What he’s accomplished is to teach medical students and teach residents and attending surgeons in Haiti how to recognize and manage neonatal surgical emergencies. “I’ve tried to make sure we focus on transferring skills to Haitian healthcare professionals because it’s important that not only they recognize problems and manage them, but also ensure that post-operatively they can provide the level of care that is going to be necessary for newborn infants to survive,” Ford said.

He is looking forward to becoming dean of a medical school that has a long history of providing care in Haiti. In conjunction with Project Medishare, the Miller School and the School of Nursing and Health Studies have brought critical and primary care, medical equipment, and training to Haiti.
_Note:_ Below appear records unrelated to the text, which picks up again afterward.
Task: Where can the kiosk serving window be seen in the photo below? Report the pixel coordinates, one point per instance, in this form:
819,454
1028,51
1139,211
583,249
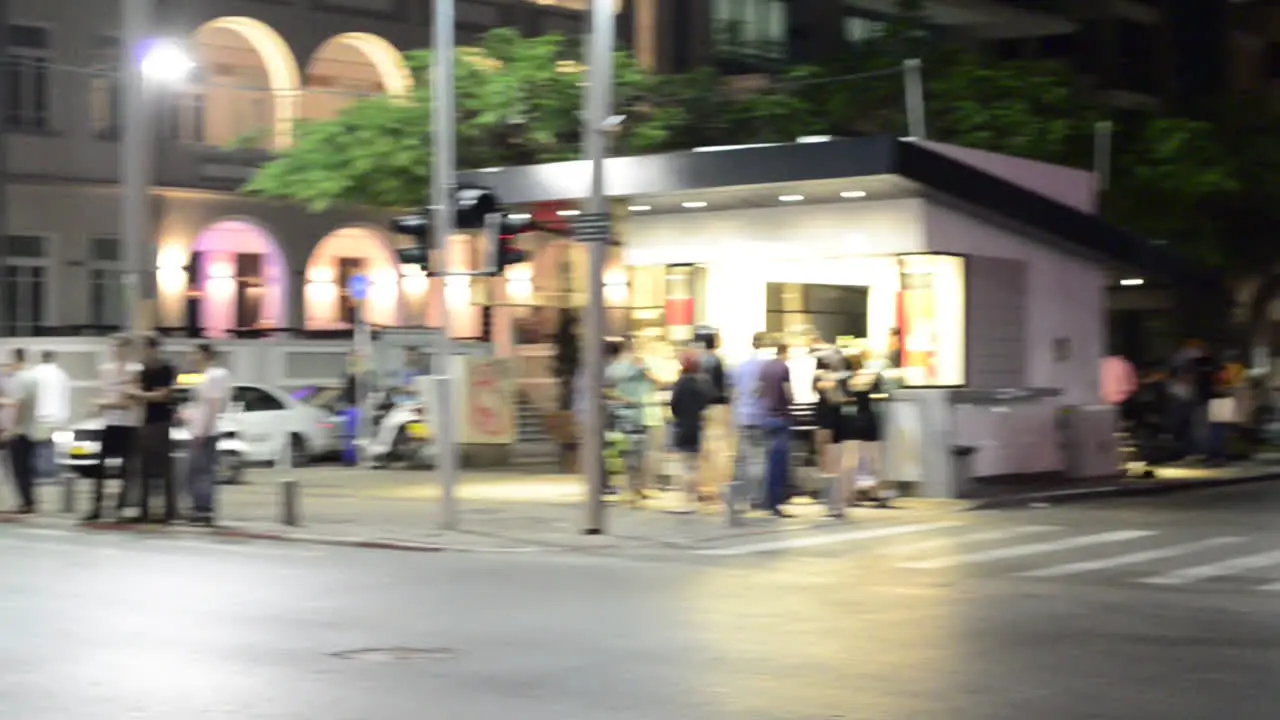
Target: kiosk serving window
931,320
“I’m very excited about the tremendous opportunity to potentially help Haiti establish a much-needed trauma and critical-care infrastructure so that Haitians don’t have to jump on an airplane to come to the U or Jackson Memorial for treatment or simply die in country whenever they sustain significant multisystem trauma, a heart attack, or a critical burn,” he said. “And the same also applies to other impoverished Caribbean and Latin American nations that may potentially benefit from the expertise that is readily available at the Hemispheric University.”

Ford has a history of his own with UM. Nearly 17 years ago, his sister, Marlene, the principal of the American Union School in Port-au-Prince, suffered burns over 35 percent of her body when her dress caught fire. Haiti didn’t have a burn center, so the family airlifted her to the UM/Jackson Memorial Burn Center, where she spent six weeks in the intensive care unit.

“She was on the brink of death, and we really didn’t think she was going to make it,” Ford said. “But thanks to the miraculous work of the great doctors from the U and Jackson, they were able to save her. She underwent multiple grafting operations, but today she is fully functional. We owe her life to the doctors at the U and Jackson.”